He returned to England and met Oldfield Thomas, who suggested an expedition to Western Australia.
He also joined collecting expeditions to Java, New Guinea, Guatemala and on the Indian subcontinent. Shortridge eventually returned to South Africa and was director of the Kaffrarian Museum in King William's Town at the end of his life. He died on 12 January 1949.

== Works ==
Shortridge is noted for his collections, including living animals, made in regions where little of no zoological research had been undertaken.
He was first engaged by Sclater to assemble specimen collections in South Africa, birds and mammals he obtained in the Pondoland and Colesberg regions.

His collections in Southwest Australia, made between 1904 and 1907, were at the coastal forests around Bunbury, Busselton, Margaret River and King George Sound. Shortridge travelled to regions accessible via the Great Southern Railway on a rail pass granted by the government. He also travelled to make collections at the semi-arid to desert interior of Southwest Australia to the Gascoyne region, making collections at Laverton, Kalgoorlie, Southern Cross, and an offshore visit to Bernier Island. Shortridge's collection was made at a period that provides rare historical data and specimens, obtained in a period of local or complete extinction of mammal species in Southwest Australia. Details of the relative abundance or absence of species has been found in his extensive notes and correspondence with Bernard H. Woodward, director of the Western Australian Museum, with the museum's collector John Tunney, and with his local informants. The birds he obtained in the southwest of Australia were detailed in The Ibis (1909, 1910) by the ornithologist W. R. Ogilvie-Grant, curator of the British Museum's collections of birds.
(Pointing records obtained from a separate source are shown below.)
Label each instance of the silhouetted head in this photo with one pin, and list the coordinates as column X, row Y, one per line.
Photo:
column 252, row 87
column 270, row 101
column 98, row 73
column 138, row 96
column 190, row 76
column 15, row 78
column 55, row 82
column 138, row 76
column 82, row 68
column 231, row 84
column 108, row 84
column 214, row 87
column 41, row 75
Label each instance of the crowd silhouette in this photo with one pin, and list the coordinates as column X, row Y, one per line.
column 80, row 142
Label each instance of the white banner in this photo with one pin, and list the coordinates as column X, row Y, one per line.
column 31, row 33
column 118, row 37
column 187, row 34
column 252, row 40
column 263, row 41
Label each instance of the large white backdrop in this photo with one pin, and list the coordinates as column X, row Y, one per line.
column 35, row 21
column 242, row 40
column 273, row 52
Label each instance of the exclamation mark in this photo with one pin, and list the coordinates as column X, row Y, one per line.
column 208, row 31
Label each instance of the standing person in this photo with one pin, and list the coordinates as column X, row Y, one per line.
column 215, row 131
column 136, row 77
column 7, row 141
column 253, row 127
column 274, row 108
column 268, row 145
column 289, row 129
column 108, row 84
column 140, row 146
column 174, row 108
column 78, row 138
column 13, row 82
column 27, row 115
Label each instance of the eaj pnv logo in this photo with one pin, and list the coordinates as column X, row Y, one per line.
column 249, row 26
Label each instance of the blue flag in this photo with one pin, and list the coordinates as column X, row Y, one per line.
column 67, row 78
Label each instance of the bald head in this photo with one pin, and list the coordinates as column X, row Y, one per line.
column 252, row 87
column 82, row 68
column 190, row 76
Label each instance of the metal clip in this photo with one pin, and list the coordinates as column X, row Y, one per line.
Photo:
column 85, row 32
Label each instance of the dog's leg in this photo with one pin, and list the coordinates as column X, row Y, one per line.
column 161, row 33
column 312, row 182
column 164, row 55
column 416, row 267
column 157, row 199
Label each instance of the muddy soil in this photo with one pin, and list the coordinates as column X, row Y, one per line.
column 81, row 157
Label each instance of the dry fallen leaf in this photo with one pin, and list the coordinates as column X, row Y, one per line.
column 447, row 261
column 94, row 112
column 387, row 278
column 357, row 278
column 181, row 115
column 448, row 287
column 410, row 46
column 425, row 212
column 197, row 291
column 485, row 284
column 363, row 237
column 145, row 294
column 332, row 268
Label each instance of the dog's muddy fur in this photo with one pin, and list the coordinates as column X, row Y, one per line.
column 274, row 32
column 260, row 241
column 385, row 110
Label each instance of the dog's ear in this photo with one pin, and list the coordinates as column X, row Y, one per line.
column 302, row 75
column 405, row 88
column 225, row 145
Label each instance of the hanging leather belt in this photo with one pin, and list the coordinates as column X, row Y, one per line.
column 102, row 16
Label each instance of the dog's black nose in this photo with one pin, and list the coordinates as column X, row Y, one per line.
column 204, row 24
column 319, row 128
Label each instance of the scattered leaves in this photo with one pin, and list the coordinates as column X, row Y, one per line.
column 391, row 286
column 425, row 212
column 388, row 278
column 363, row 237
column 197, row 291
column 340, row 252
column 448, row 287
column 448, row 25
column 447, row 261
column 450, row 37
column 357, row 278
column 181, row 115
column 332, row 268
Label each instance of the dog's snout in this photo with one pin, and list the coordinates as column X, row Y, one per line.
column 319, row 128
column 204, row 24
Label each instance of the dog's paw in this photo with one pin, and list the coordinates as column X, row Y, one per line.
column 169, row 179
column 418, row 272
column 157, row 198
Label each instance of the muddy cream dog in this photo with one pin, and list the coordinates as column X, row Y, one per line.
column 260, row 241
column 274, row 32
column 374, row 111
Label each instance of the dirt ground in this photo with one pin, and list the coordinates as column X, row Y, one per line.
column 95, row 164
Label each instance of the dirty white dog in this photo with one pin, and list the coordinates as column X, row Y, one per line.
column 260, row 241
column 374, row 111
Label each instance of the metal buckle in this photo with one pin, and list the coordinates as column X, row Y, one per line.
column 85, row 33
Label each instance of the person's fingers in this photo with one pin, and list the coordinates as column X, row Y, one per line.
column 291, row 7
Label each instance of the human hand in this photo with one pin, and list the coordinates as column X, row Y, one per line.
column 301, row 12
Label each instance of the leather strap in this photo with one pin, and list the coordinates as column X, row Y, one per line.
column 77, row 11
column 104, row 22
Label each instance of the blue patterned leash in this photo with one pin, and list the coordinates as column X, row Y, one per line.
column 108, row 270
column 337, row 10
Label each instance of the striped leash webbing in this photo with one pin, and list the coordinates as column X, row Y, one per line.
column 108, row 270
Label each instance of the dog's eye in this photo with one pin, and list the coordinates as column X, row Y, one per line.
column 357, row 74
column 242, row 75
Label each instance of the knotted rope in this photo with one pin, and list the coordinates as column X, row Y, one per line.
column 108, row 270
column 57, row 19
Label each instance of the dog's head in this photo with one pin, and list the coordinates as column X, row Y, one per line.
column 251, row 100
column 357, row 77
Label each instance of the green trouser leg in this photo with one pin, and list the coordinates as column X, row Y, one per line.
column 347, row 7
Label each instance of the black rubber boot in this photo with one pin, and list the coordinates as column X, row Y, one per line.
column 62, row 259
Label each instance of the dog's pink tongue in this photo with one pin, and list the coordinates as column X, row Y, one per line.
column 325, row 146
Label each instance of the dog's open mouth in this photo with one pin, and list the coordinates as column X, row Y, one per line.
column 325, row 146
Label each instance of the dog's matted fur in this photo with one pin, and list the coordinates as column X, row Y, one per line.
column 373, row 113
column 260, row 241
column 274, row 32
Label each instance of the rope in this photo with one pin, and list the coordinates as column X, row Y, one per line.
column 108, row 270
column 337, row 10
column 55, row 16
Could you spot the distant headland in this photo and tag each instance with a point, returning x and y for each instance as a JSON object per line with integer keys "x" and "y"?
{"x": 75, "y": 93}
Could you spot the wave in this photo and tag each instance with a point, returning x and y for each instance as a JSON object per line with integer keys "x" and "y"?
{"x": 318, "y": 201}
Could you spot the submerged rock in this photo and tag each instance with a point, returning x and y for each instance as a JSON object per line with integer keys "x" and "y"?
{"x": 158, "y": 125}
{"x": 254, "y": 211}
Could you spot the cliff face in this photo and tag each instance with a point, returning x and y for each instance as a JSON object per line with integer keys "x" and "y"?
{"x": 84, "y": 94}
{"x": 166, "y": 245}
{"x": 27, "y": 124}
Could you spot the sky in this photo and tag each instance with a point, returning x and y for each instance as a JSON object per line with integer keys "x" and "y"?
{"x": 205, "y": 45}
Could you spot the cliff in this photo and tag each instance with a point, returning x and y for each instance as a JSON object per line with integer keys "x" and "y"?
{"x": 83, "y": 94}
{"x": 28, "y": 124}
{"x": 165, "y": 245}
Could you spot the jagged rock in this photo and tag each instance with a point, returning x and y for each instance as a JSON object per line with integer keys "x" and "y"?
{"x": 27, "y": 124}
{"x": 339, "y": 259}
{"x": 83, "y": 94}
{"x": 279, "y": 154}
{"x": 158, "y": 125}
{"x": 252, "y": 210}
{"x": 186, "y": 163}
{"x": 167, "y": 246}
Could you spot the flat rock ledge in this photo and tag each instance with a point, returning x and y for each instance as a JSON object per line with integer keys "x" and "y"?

A later expedition to the western region of Java resulted in the collection of 1500 specimens of mammals. In 1908 Shortridge was engaged by the Zoological Society to capture live mammals in Guatemala, his next journey was with the British Ornithologists' Union on a major expedition to New Guinea.
He became active in field research in India, and associated with the Bombay Natural History Society, and made notable collections in Southern India and Burma of poorly examined mammal species.

== Legacy ==
Guy Shortridge was commemorated in the naming of animals and new taxa, including a rodent species Mastomys shortridgei (Shortridge's multimammate mouse), a bat Miniopterus shortridgei, Shortridge's langur Trachypithecus shortridgei and those he described himself, such as the subspecies Papio ursinus ruacana Shortridge 1942, named as Shortridge's chacma baboon.

His notes and letters during the period in Southwest Australia have provided information to later researchers, in particular the examination of the local extinction of mammals at the time of his visit.